Apa yang disebut sastra modern ini dapat digolongkan dalam dua sisi,
yakni sastra modernyang berkembang dalam wilayah etnik, seperti sastra
Jawa modern, sastra Bali modern, sastra Sunda modern, dan sastra modern
yang menggunakan bahasa Indonesia modern. Tidak mengherankan apabila
terdapat beberapa sastrawan yang dwibahasa. Ia menulis sastra modern
dalam bahasa ibunya, tetapi juga menulis sastra modern dalam bahasa
nasional. Apakah terdapat perbedaan sikap dalam alam pikiran dan tata
nilainya antara karya-karyanya yang modern-etnik dan modern nasional,
belum ada kajiannya.
Kalau sastra etnik zaman Hindu dan Islam berorientasi pada peradaban
India dan Timur Tengah, sastra modern etnik maupun nasional berorientasi
pada sastra Barat yang mulai berkembang di zaman kolonial. Pada abad 19
dan awal abad 20 banyak disadur atau diterjemahkan karya-karya sastra
Barat di Indonesia. Sastra Barat ini memenuhi kebutuhan nilai masyarakat
modern perkotaannya.
Pendidikan Belanda yang mengacu pada sistem pendidikan Eropa,
memandang penting sastra bagi pembentukan peradaban modern. Tidak ada
kaum terpelajar didikan kolonial yang tidak kenal sastra. Sastra dalam
peradaban modern Barat dipandang sama pentingnya dengan sastra Indonesia
di zaman peradaban mitologisnya. Dalam pendidikan kaum elit kekuasaan
pra-modern Indonesia, kurikulum sastra adalah kewajiban, disamping
agama, ilmu pemerintahan dan perang atau silat. Di masyarakat Sunda,
misalnya, kurikulum pendidikan kaum menak atau bangsawan terdiri dari
ngaji (agama), mamaos (sastra) dan maenpo (silat).

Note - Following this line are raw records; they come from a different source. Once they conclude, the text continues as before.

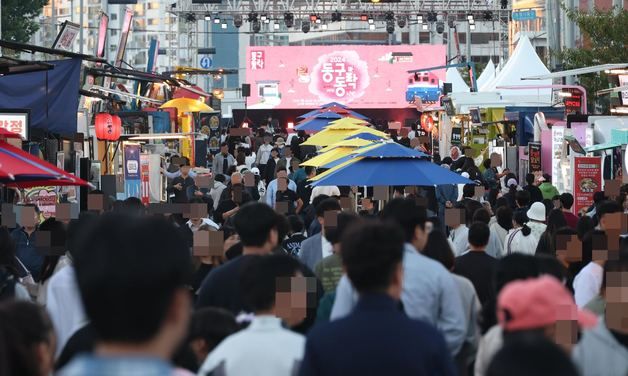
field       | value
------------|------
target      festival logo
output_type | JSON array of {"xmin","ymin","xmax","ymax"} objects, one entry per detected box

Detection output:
[{"xmin": 309, "ymin": 51, "xmax": 370, "ymax": 103}]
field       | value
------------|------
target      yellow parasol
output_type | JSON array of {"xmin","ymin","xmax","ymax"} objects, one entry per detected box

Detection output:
[
  {"xmin": 301, "ymin": 126, "xmax": 388, "ymax": 146},
  {"xmin": 159, "ymin": 98, "xmax": 214, "ymax": 113},
  {"xmin": 318, "ymin": 138, "xmax": 373, "ymax": 153}
]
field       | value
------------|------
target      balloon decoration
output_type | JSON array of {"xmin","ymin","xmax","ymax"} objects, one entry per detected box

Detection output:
[{"xmin": 94, "ymin": 113, "xmax": 122, "ymax": 141}]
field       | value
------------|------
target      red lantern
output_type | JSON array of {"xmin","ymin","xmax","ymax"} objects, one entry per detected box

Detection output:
[
  {"xmin": 94, "ymin": 113, "xmax": 122, "ymax": 141},
  {"xmin": 421, "ymin": 114, "xmax": 434, "ymax": 133}
]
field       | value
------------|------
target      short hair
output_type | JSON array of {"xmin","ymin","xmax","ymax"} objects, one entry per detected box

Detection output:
[
  {"xmin": 325, "ymin": 212, "xmax": 360, "ymax": 244},
  {"xmin": 316, "ymin": 198, "xmax": 342, "ymax": 218},
  {"xmin": 305, "ymin": 166, "xmax": 316, "ymax": 176},
  {"xmin": 469, "ymin": 222, "xmax": 491, "ymax": 247},
  {"xmin": 473, "ymin": 208, "xmax": 491, "ymax": 225},
  {"xmin": 381, "ymin": 198, "xmax": 427, "ymax": 242},
  {"xmin": 233, "ymin": 202, "xmax": 277, "ymax": 247},
  {"xmin": 288, "ymin": 214, "xmax": 305, "ymax": 232},
  {"xmin": 188, "ymin": 307, "xmax": 240, "ymax": 352},
  {"xmin": 240, "ymin": 254, "xmax": 301, "ymax": 312},
  {"xmin": 0, "ymin": 299, "xmax": 53, "ymax": 376},
  {"xmin": 596, "ymin": 200, "xmax": 623, "ymax": 219},
  {"xmin": 486, "ymin": 334, "xmax": 578, "ymax": 376},
  {"xmin": 526, "ymin": 173, "xmax": 536, "ymax": 185},
  {"xmin": 421, "ymin": 230, "xmax": 456, "ymax": 270},
  {"xmin": 560, "ymin": 192, "xmax": 573, "ymax": 210},
  {"xmin": 515, "ymin": 190, "xmax": 531, "ymax": 208},
  {"xmin": 340, "ymin": 221, "xmax": 404, "ymax": 293},
  {"xmin": 462, "ymin": 184, "xmax": 475, "ymax": 197},
  {"xmin": 74, "ymin": 214, "xmax": 191, "ymax": 343}
]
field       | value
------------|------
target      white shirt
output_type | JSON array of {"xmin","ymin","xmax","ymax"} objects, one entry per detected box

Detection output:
[
  {"xmin": 321, "ymin": 235, "xmax": 334, "ymax": 260},
  {"xmin": 449, "ymin": 225, "xmax": 469, "ymax": 257},
  {"xmin": 310, "ymin": 185, "xmax": 340, "ymax": 204},
  {"xmin": 46, "ymin": 265, "xmax": 87, "ymax": 358},
  {"xmin": 573, "ymin": 261, "xmax": 604, "ymax": 308},
  {"xmin": 187, "ymin": 218, "xmax": 220, "ymax": 232},
  {"xmin": 198, "ymin": 316, "xmax": 305, "ymax": 376},
  {"xmin": 502, "ymin": 228, "xmax": 539, "ymax": 256}
]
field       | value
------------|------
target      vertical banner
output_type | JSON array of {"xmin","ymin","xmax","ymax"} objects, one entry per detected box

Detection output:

Kita belum pernah meneliti kurikulum dan silabus sastra modern apa
saja yang diwajibkan bagi siswa-siswa tingkat menengah zaman kolonial.
Kita hanya mengetahui bahwa kaum intelektual Indonesia yang dibesarkan
di zaman kolonial amat akrab dengan sastra, seperti Syahrir dan
Soekarno.
5. Sastra Indonesia Setelah Kemerdekaan
Peran sastra modern Indonesia dalam pembentukan peradaban modern
Idnoensia setelah kemerdekaan amat beragam. Tradisi sastra dalam
peradaban primordial, Hindu, Islam di zaman kemerdekaan masih ada
pendukungnya di masyarakat perdesaan, seperti terlihat dari pembacaan
wawacan di Sunda. Tetapi tradisi sastra modern zaman kolonial mulai
merosot pendukungnya. Karya-karya sastra tidak lagi menjadi kebutuhan
kaum elit terpelajarnya, tetapi menyempit hanya pada mereka yang
berminat pada sastra saja, biasanya calon-calon sastrawan.
Kalau Syahrir dahulu masih menganjurkan pentingnya membaca Benedetto
Croce dan Soekarno menyebut Dante Alighieri dalam pidatonya, kini kaum
elit budaya Indonesia tak kenal lagi sastra dunia atau sastra bangsa
sendiri. Sastra tidak lagi menjadi kebutuhan nilai bagi hidup mereka.
Sudah barang tentu mereka mengenal apa yang disebut sastra, dengan
merujuk pada sastra populer yang memang berkembang sejak zaman kolonial.
Sastra semacam ini mengandung nilai-nilai afirmatif yang tidak usah
terlalu serius dibaca dari sastra tetapi langsung pada sumber-sumber
ilmunya. Bagi mereka sastra adalah bagian dari pemenuhi kebutuhan
klangenan atau relaksasi. Sastra sebagai bagian pembentuk peradaban
tidak dikenal di kalangan kaum terpelajar sesudah kemerdekaan.